The church service that night was amazing and I had such a good time slowing down for dips in the road while I was driving to the restaurant after church.

I had to pass a car to make my turn so I went against my usual recommendation of not changing lanes in the middle of an intersection, and for some strange reason the car I cut off was flashing his lights at me.

Couldn't figure out why until I left the intersection and about left my front bumper in the intersection too.

How was I supposed to know there was a drop the size of the Grand Canyon just sitting here waiting for me to drive by??


I usually will post a picture of my rental car, but lets just say that the only redeeming quality of my Jeep Compass was that it was high enough off the ground that I didn't cause considerable damage to the front of it when I hit the dip.

We went to bed late that night with visions of breakfast break-dancing in our heads.

I managed to get up every morning at 7, and still maintain some level of consciousness throughout most of the day.

As far as lack of sleep goes, it felt just a little worse than WCC.


We stepped out and headed over to the Genelli's house and were greeted by a happy, hike-ready Jenny.

Ok, there's a picture of the Jeep, it wasn't that bad of a car, really.

Better than walking at least.

We were planning on doing some outdoor activities but by the time we finished with our breakfast feast,

(eggs, waffles, blueberry bagels, strawberries, pineapple, sausages, apples, cookies)

took a death defying ride with Emily in the Mustang,

got the stink-eye from guard dog Shiloh,

DROVE the Mustang, with the top down,

it was much too late to start off on such an adventure.

So we decided to go to one of my favorite outdoor malls and do some shopping and walking.

And help Jenny find a dress to buy.
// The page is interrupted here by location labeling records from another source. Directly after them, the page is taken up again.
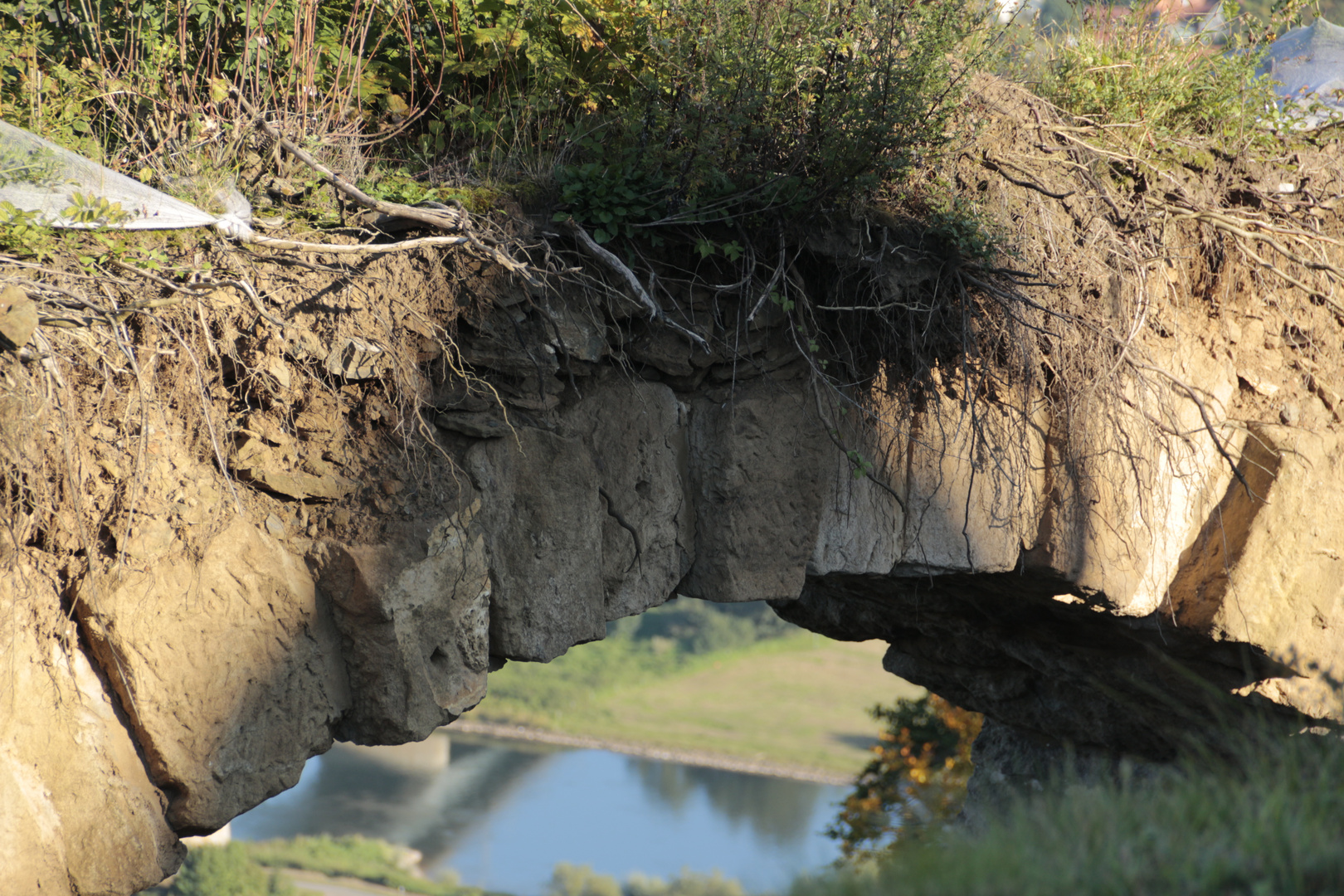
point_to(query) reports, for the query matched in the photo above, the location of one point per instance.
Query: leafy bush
(916, 781)
(226, 871)
(1265, 824)
(1132, 71)
(749, 106)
You know, since me and Luke know about stuff like that.

A spectacular food court.

Messy hair, don't care.

Best running shoes I've ever bought.

That evening before church Heidi and Emily each made their own version of taco soup and it were delicious.

I was so stuffed from the weekend, they kept on throwing every kind of food you could think of at us.

Most importantly, there was plenty of avocado.

So much so that I got to eat the extra half avocado that we didn't need.

At least Jenny looks like she approves of what I'm doing. Or maybe she just can't see me.

A little before dinner entertainment.

At church that night, the place was packed with elders,

Bro. Hyler, Bro. Brown, Bro. Stolsfuz, and the late Jason Hood, whose picture stood on the front row, right next to Bro. Fraizer.

The younger Stoltzfus tearing it up.

A a year or two ago, when we were down in this area of California, and had met up with some of the Fontana people, I had swapped watches with Myles. 

The one he gave me consequently broke before I got back from the trip LOL it's ok buddy.

But mine is still ticking, so he wore it in honor of the night.

When connections are real, they simply never die.

Real connections live on forever.

May you still have hair on your blessed head by the time I blog part 2.